Dan diam-diam di dalam hati saya bilang ‘’Masuk Pak Eko...’’ karena saya agak sepakat dengan kelakarnya. Kalaupun tidak sama persis dengan yang dilakukan oleh para wakil rakyat di DPRD Malang itu, ya melakukan dengan cara-cara lain yang mirip-miriplah, hehehe....
Namun yakinlah, kondisi seperti ini tidak akan berlangsung selamanya. Ada saatnya nanti hal-hal seperti itu tak laku lagi. Saat ini, politisi-politisi muda negeri ini, termasuk di Tuban sedang berusaha untuk memulai mengajak berpolitik yang tidak sekadar uang. Mereka menawarkan gagasan, konsep dan kesepakatan pemberdayaan pada konstituen. Bukan sekadar ‘ente milih ane, tak kasih fulus’. Bukan sekadar amplop berisi puluhan dan ratusan ribu untuk membeli suara.

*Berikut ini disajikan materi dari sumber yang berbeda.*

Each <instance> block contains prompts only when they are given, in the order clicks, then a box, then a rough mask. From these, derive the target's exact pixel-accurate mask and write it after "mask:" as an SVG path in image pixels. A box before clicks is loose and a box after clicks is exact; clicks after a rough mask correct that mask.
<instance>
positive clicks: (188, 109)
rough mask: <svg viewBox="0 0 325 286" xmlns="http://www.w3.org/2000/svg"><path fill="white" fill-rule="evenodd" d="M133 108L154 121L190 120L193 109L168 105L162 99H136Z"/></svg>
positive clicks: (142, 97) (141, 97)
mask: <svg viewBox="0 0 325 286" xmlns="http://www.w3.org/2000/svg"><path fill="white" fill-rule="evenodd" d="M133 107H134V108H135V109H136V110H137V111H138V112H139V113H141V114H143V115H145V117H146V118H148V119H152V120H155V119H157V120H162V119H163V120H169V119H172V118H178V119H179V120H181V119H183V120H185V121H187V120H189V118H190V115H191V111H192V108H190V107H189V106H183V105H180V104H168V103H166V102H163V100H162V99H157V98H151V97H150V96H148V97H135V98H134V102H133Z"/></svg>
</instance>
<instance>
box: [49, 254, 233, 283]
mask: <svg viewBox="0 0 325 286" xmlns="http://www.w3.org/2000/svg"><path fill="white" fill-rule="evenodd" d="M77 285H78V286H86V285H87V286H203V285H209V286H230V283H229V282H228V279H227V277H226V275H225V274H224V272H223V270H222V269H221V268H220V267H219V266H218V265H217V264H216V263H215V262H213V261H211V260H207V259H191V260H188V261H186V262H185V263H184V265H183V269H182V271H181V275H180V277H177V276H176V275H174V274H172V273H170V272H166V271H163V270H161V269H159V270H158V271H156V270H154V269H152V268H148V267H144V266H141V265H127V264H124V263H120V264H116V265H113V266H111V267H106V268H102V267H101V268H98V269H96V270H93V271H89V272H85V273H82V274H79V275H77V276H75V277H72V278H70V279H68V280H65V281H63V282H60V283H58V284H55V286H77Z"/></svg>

Beberapa di antara politisi muda dengan tawaran konsep berpolitik tanpa jual beli suara itu pernah diskusi dengan saya. Saya salut dengan keberanian mereka,semangat mereka dan keyakinan mereka. Jika untuk saat ini, apa yang mereka lakukan itu masih kecil, melawan arus bahkan ada yang menyebut ngoyoworo alias sia-sia. Namun saya yakin gerakan seperti itu suatu saat akan mendapatkan tempatnya. Akan Indah pada Waktunya seperti judul lagu yang dinyanyikan Nella Kharisma yang sering saya putar hehehe....
Harus ada yang memulai jika ingin berubah. Harus berani bermimpi. Harus ada yang memulai. Jika bukan mereka yang punya komitmen, siapa lagi. Jika bukan sekarang, kapan lagi. Maka tancapkanlah komitmen untuk mereduksi bahkan meninggalkan salah satu komponen yang bisa memantik praktik korupsi itu wahai para politisi. Maka ke depan masa depan cerah. Rakyat semakin bergairah dan citra wakil rakyat semakin sumringah. Wallahu’alam.[*]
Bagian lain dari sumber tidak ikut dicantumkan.